GALLERY
The DPW Gallery, in front of the workshop, exhibits members’ work throughout the year. Members can apply for solo or group exhibitions, while group shows of smaller format prints are held in the summer and winter months to showcase all of the members’ new work.
The DPW Gallery has a wide variety of original prints of all sizes for sale. Small format prints are packaged and displayed in the gallery, while large works are available from the print portfolios. Come in and browse our selection to see the range of artwork from Dundarave members.
CURRENT SHOW

Impressions of the Pacific Northwest with works by Betty Jean Drummond
Betty Jean Drummond graduated with honours from the Ontario College of Art and worked as a commercial artist before discovering a passion for printmaking. This retrospective includes Drummond’s richly textured landscapes of the Pacific Northwest mountains, seasides, marshlands and rock formations often including sweeping flocks of birds.
Betty Jean’s printmaking experiments combine both intaglio (etched with acid) and collagraph (building up from the surface) on the same plate, as well as combining plates.
In both the lyricism of her artistic expression and her mastery of technique, she was unique. These powerful images from a 40 year printmaking career can be seen at Dundarave Print Workshop and Gallery from February 26 to March 23, 2025.
LAST SHOW

This collection of prints represents the intersection of the past and present.
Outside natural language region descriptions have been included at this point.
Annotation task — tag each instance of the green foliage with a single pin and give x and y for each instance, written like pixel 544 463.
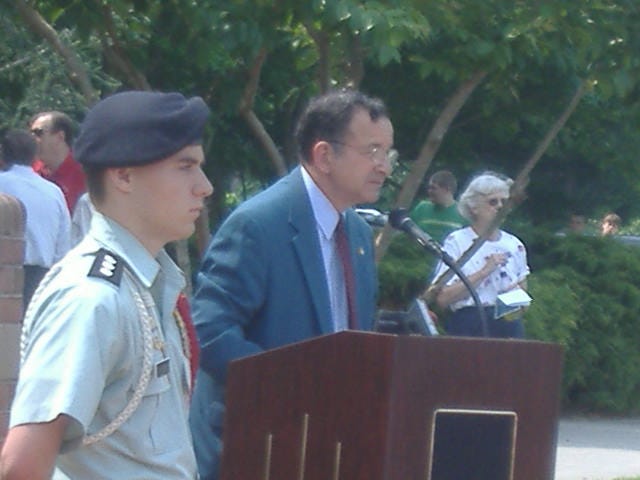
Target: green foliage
pixel 403 273
pixel 586 297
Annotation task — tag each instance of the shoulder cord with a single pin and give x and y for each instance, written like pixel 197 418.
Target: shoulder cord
pixel 146 321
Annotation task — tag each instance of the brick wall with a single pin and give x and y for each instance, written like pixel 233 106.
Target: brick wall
pixel 11 280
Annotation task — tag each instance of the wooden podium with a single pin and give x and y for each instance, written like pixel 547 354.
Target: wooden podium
pixel 370 406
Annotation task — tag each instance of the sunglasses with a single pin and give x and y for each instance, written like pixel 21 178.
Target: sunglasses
pixel 38 132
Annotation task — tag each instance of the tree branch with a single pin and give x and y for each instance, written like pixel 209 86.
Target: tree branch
pixel 116 55
pixel 245 110
pixel 427 153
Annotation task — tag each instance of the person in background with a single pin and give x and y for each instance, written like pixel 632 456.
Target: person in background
pixel 439 216
pixel 610 224
pixel 48 226
pixel 577 223
pixel 273 273
pixel 54 133
pixel 104 383
pixel 498 266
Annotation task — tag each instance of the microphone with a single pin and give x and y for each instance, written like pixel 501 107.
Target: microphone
pixel 399 219
pixel 372 216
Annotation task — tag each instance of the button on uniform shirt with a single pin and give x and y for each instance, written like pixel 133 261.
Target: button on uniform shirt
pixel 48 227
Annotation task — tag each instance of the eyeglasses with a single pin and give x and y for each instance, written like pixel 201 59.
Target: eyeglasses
pixel 38 132
pixel 376 154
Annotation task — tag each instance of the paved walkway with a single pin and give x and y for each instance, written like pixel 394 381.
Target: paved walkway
pixel 598 449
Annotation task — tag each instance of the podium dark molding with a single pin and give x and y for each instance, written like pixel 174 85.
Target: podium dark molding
pixel 370 406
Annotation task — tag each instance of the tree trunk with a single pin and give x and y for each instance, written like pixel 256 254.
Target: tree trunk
pixel 427 153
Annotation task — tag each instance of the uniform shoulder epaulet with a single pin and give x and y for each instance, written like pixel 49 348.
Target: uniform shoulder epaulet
pixel 108 266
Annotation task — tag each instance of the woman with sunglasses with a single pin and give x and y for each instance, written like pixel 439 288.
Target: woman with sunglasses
pixel 498 266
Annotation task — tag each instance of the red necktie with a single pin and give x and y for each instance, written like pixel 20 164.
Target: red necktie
pixel 342 245
pixel 182 307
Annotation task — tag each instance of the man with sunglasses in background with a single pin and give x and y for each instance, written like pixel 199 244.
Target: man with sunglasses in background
pixel 274 272
pixel 53 132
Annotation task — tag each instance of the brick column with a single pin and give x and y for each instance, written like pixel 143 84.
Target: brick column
pixel 12 223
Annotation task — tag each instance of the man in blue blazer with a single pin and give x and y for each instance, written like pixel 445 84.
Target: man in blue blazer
pixel 272 275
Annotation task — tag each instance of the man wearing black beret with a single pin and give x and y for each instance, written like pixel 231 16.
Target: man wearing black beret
pixel 104 381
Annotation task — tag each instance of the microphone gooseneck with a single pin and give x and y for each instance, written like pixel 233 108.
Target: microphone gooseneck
pixel 399 219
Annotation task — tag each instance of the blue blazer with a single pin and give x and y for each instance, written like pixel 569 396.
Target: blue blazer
pixel 262 285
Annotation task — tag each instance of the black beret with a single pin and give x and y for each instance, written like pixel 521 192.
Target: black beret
pixel 137 127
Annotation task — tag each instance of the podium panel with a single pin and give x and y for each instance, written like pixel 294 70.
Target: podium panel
pixel 356 405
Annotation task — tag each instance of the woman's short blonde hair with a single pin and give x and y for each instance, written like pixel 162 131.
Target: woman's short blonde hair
pixel 481 186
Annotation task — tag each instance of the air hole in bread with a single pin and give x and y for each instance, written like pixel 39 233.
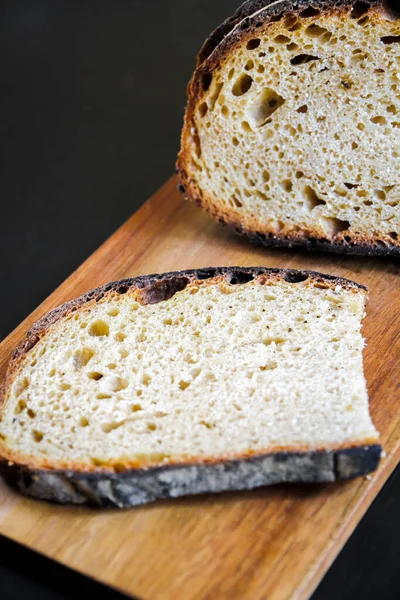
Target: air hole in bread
pixel 253 43
pixel 379 120
pixel 282 39
pixel 309 12
pixel 20 407
pixel 22 385
pixel 215 95
pixel 267 103
pixel 295 277
pixel 95 375
pixel 311 198
pixel 333 226
pixel 206 81
pixel 239 277
pixel 202 110
pixel 301 59
pixel 315 30
pixel 287 185
pixel 37 436
pixel 359 9
pixel 242 85
pixel 99 328
pixel 80 359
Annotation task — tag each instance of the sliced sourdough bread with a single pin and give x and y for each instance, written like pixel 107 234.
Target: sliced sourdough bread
pixel 189 382
pixel 292 130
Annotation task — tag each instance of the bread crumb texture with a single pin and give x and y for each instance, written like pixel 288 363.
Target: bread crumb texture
pixel 217 370
pixel 295 131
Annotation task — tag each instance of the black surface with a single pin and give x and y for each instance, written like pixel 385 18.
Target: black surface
pixel 91 104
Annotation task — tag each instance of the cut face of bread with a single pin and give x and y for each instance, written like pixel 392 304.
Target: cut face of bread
pixel 209 367
pixel 292 130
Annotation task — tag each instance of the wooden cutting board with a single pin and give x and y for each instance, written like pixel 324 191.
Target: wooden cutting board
pixel 273 543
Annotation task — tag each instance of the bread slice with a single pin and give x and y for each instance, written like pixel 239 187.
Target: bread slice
pixel 292 128
pixel 190 382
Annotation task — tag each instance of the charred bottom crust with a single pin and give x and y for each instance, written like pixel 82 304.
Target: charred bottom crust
pixel 339 246
pixel 140 486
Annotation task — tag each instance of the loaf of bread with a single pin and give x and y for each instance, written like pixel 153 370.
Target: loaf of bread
pixel 190 382
pixel 292 128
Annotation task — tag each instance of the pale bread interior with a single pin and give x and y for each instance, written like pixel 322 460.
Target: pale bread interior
pixel 217 370
pixel 297 131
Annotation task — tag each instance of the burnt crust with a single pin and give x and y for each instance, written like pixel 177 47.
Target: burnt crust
pixel 276 10
pixel 139 486
pixel 244 25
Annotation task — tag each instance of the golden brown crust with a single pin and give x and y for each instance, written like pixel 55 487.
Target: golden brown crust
pixel 249 18
pixel 151 289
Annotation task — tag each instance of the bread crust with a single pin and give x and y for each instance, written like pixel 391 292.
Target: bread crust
pixel 235 30
pixel 139 486
pixel 108 485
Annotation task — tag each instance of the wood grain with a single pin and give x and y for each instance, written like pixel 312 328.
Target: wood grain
pixel 273 543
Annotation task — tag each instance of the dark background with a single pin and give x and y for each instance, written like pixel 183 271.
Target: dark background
pixel 91 105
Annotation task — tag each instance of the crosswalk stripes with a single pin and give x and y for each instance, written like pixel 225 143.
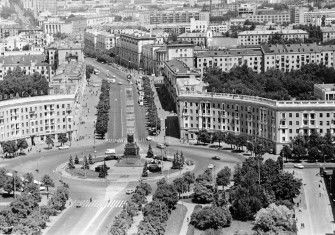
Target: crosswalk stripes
pixel 98 203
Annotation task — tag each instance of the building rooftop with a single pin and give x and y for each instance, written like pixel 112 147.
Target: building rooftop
pixel 230 52
pixel 327 29
pixel 325 87
pixel 270 32
pixel 179 67
pixel 35 99
pixel 193 35
pixel 296 48
pixel 25 60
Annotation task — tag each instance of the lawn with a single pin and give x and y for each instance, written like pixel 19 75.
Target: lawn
pixel 175 221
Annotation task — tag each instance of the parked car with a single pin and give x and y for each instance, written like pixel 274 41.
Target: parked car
pixel 63 147
pixel 299 166
pixel 161 146
pixel 130 191
pixel 216 158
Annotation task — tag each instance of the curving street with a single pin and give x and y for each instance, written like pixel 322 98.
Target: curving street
pixel 95 217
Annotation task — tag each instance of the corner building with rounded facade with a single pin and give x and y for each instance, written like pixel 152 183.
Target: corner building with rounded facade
pixel 275 121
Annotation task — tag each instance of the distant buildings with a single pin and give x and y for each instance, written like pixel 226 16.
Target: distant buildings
pixel 8 28
pixel 259 37
pixel 130 48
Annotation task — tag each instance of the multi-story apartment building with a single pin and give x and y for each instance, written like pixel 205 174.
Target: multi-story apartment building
pixel 328 33
pixel 33 118
pixel 30 64
pixel 170 17
pixel 260 37
pixel 229 58
pixel 154 55
pixel 270 16
pixel 199 39
pixel 8 28
pixel 275 121
pixel 106 41
pixel 281 57
pixel 130 48
pixel 293 56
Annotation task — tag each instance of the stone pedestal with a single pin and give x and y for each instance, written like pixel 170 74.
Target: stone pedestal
pixel 131 149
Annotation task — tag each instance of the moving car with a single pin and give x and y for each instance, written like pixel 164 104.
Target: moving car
pixel 161 146
pixel 216 158
pixel 63 147
pixel 299 166
pixel 210 166
pixel 130 191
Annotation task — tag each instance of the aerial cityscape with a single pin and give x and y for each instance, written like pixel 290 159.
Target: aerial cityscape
pixel 166 117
They are for me a mirror of my experiences, memories, and historical context, expressing the introspection and inner turmoil that has shaped me as a person.
You will notice that death is a prominent theme in this body of work, with many pieces incorporating narrative imagery from the Tarot and traditional Catholicism, two cultures whose relationships with death are woven into the fabric of their stories. Death is central to my work for a few reasons:
How do we converse about loss without becoming numb? I turn to printmaking because I need to talk about these circumstances without words, and to do so wordlessly is easier on the heart. Bell Hooks states: Justice is a necessary element of love. The problem is not death but having our loved ones taken from us because of greed. I cannot think of death as an outsider; it is inside my love and in the pain of all of us who are hurting; in the injustices that make the act of waking up a nightmare, one that can only be confronted by nurturing spaces of joy.